Retrieval-Augmented Generation

什么是RAG？

RAG是一种结合了检索和生成技术的AI技术，它通过在大量文本数据中检索相关信息，并将其与生成模型相结合，以生成高质量的文本内容。RAG技术可以用于多种应用场景，如问答系统、对话机器人、内容生成等。

RAG的出现是为了解决什么问题?

LLM知识范围的有限性(时限性/领域特定性)
- 时限性:OpenAI的模型在2024年3月之前都是基于2024年之前的训练数据,无法回答该时间点之后的问题
- 领域特定性:OpenAI的模型在2024年3月之前都是基于通用领域数据进行训练,无法回答特定领域的问题(比如企业内部问答,法律问答)
LLM的输出结果可控性(避免出现回答幻觉,产生胡编乱造的回答)
- 回答幻觉:LLM在回答问题时，可能会产生一些不准确的答案，这些答案看起来像是正确的，但实际上是错误的。

RAG的实现原理

（1）用户上传文档：用户上传包含知识的文档，支持 txt、pdf、docx 等格式，将文档转换为特定的格式
（2）文本切割：为了便于分析和处理，将上步骤中获得的长文本切割为小块（chunk）
（3）文本向量化：将切割的 chunk 通过 embedding 技术，转换为算法可以处理的向量，存入向量数据库
（4）用户输入问题内容向量化：用户提问后，同样将用户的问句向量化
（5）语义检索匹配：将用户的问句与向量数据库中的 chunk 匹配，匹配出与问句向量最相似的 top k 个
（6）提交 prompt 至 LLM：将匹配出的文本和问句，一起添加到配置好的 prompt 模板中，提交给 LLM
（7）生成回答：LLM 生成回答，返回给用户

从实现原理引出的问题

1. 步骤一中的文档上传，如何将文档转换为特定的格式？
1. 步骤二中的文本切割，如何将文本切割为小块？

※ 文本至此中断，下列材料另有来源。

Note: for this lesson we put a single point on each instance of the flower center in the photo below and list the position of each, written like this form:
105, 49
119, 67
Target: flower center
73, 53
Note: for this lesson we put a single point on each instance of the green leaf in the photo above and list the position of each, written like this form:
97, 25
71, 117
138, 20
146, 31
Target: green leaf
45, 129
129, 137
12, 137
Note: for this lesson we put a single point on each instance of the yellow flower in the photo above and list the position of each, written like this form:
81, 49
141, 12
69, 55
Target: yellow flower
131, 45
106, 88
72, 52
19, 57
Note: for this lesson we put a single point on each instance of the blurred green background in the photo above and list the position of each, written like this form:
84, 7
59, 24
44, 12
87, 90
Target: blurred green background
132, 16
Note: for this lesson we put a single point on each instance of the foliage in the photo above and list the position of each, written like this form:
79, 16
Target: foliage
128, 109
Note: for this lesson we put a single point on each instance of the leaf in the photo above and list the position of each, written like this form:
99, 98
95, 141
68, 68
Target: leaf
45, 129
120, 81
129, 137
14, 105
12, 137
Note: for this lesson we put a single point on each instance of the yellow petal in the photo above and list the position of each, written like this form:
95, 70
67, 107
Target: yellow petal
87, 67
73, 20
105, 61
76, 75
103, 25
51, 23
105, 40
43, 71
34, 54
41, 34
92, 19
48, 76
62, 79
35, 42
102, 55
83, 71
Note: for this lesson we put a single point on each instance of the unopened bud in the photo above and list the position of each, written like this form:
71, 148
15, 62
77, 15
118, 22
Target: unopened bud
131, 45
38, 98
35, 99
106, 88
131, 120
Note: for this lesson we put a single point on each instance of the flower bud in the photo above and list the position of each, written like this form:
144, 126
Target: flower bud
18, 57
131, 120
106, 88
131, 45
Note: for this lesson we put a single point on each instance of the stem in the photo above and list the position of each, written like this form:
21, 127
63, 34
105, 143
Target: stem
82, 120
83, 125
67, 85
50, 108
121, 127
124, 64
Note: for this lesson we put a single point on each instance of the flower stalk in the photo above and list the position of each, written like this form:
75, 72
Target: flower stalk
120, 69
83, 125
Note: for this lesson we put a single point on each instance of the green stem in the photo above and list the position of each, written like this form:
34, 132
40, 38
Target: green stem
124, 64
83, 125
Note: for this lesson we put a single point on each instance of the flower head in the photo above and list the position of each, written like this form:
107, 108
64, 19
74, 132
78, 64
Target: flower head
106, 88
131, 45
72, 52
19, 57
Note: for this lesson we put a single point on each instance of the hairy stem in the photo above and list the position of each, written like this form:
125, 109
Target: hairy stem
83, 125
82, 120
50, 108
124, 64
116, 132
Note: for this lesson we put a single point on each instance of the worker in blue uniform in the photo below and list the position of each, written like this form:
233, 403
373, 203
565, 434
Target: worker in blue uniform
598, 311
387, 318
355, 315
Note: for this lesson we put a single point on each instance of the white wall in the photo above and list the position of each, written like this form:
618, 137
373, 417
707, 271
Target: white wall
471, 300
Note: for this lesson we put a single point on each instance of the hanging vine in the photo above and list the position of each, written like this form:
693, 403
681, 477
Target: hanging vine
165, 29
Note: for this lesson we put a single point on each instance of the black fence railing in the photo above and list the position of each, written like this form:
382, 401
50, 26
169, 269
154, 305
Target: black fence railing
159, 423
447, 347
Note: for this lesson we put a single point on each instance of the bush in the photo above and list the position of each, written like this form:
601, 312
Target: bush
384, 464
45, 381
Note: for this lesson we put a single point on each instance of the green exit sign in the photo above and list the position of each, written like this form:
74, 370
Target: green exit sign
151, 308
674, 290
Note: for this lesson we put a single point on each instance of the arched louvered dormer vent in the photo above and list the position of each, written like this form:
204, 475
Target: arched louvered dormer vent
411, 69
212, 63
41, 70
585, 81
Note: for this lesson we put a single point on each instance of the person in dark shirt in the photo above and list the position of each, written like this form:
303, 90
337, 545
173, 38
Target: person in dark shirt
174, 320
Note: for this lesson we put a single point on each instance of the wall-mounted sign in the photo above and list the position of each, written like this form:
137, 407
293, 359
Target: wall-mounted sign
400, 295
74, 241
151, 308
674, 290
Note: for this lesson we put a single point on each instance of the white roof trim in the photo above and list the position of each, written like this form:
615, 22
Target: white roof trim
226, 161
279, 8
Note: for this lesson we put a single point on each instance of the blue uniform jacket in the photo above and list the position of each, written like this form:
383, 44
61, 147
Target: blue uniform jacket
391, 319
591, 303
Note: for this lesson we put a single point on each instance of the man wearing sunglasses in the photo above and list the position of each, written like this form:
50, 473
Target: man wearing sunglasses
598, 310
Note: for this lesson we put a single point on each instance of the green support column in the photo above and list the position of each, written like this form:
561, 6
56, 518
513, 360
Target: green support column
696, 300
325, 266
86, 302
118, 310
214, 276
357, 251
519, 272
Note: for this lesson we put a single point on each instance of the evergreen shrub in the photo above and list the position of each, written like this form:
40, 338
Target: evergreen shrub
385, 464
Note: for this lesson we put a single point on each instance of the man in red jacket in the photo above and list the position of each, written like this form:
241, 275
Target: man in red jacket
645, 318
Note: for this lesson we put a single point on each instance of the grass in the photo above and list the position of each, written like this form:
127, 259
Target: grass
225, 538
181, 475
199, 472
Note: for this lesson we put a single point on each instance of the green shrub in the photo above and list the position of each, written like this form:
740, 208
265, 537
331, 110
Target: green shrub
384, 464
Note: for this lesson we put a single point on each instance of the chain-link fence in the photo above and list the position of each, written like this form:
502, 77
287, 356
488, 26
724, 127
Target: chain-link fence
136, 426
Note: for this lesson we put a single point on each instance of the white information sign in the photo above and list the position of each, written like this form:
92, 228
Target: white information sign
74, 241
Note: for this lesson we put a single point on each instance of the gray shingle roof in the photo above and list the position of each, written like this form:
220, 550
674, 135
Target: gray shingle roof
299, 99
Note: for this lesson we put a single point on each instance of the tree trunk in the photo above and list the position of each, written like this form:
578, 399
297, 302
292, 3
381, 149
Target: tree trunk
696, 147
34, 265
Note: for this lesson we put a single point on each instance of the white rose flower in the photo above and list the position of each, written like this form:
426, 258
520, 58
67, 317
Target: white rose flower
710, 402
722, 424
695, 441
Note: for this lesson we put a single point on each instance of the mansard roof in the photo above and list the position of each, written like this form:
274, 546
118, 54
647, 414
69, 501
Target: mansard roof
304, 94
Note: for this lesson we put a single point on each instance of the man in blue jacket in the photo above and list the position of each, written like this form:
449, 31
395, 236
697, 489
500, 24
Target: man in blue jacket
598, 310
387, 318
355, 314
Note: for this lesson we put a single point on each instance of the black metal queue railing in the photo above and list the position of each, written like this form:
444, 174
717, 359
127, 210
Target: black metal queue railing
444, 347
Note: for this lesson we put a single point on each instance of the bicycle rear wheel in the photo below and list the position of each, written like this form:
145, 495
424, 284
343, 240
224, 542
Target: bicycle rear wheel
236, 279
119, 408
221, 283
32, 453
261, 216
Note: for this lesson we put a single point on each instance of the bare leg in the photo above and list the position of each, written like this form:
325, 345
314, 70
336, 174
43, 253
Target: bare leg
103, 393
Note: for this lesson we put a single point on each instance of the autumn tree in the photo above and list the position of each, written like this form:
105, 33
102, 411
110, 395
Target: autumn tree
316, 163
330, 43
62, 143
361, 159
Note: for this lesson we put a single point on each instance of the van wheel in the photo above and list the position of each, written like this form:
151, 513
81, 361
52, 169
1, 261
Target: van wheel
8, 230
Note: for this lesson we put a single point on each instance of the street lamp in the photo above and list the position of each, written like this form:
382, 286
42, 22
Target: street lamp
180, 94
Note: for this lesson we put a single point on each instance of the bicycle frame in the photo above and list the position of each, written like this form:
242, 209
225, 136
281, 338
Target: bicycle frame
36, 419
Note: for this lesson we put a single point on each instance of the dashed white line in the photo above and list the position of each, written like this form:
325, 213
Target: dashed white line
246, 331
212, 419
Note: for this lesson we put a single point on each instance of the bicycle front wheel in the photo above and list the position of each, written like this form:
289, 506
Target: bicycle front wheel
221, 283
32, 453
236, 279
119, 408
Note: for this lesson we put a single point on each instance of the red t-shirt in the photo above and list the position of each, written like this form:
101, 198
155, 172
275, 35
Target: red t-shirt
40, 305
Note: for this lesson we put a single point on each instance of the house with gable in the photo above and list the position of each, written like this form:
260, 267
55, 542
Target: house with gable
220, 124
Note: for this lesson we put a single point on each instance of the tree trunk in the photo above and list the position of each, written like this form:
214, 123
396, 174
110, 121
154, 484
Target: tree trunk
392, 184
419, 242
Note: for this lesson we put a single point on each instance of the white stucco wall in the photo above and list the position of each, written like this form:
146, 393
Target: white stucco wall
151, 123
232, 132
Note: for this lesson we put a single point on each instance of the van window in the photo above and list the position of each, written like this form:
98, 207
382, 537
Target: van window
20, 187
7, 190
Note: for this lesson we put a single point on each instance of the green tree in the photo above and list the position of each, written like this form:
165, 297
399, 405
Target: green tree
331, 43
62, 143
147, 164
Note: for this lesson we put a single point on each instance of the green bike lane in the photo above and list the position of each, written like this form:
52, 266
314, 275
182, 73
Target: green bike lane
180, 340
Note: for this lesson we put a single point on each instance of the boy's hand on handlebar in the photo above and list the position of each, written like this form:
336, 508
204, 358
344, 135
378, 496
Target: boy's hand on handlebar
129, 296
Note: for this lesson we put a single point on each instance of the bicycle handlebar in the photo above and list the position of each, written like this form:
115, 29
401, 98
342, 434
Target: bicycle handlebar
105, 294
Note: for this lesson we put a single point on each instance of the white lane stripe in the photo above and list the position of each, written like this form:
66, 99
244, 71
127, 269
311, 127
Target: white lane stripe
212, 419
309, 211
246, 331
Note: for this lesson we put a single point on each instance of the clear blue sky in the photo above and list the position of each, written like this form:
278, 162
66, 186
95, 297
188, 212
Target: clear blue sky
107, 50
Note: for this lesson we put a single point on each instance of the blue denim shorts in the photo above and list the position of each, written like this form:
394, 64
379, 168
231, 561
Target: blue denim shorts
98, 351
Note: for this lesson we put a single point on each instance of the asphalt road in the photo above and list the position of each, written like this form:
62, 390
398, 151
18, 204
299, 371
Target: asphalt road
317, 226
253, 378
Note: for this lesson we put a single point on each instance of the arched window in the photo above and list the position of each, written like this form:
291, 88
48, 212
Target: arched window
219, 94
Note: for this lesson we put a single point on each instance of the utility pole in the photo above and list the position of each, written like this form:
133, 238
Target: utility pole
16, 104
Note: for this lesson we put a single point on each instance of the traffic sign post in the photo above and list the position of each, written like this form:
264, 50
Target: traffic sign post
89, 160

切的颗粒度怎么控制？
1. 步骤三中的文本向量化，如何将文本转换为向量？需要用到什么技术?
1. 步骤四中的用户输入问题内容向量化，如何将输入转换为向量？用什么技术?
1. 步骤五中的语义检索匹配，top k 如何确定？
1. 步骤六中的提交 prompt 至 LLM，如何将问句和匹配出的文本一起添加到 prompt 模板中？

开始构建一个RAG pipeline

加载数据(Loading Data (Ingestion))

从此处我们开始研究 Llamaindex 的每个环节,Llamaindex 是一个成熟的开源LLM数据处理方案

使用 SimpleDirectoryReader 加载数据

SimpleDirectoryReader，它可以根据给定目录中的每个文件创建文档。它内置于 LlamaIndex 中，可以读取各种格式，包括 Markdown、PDF、Word 文档、PowerPoint 幻灯片、图像、音频和视频。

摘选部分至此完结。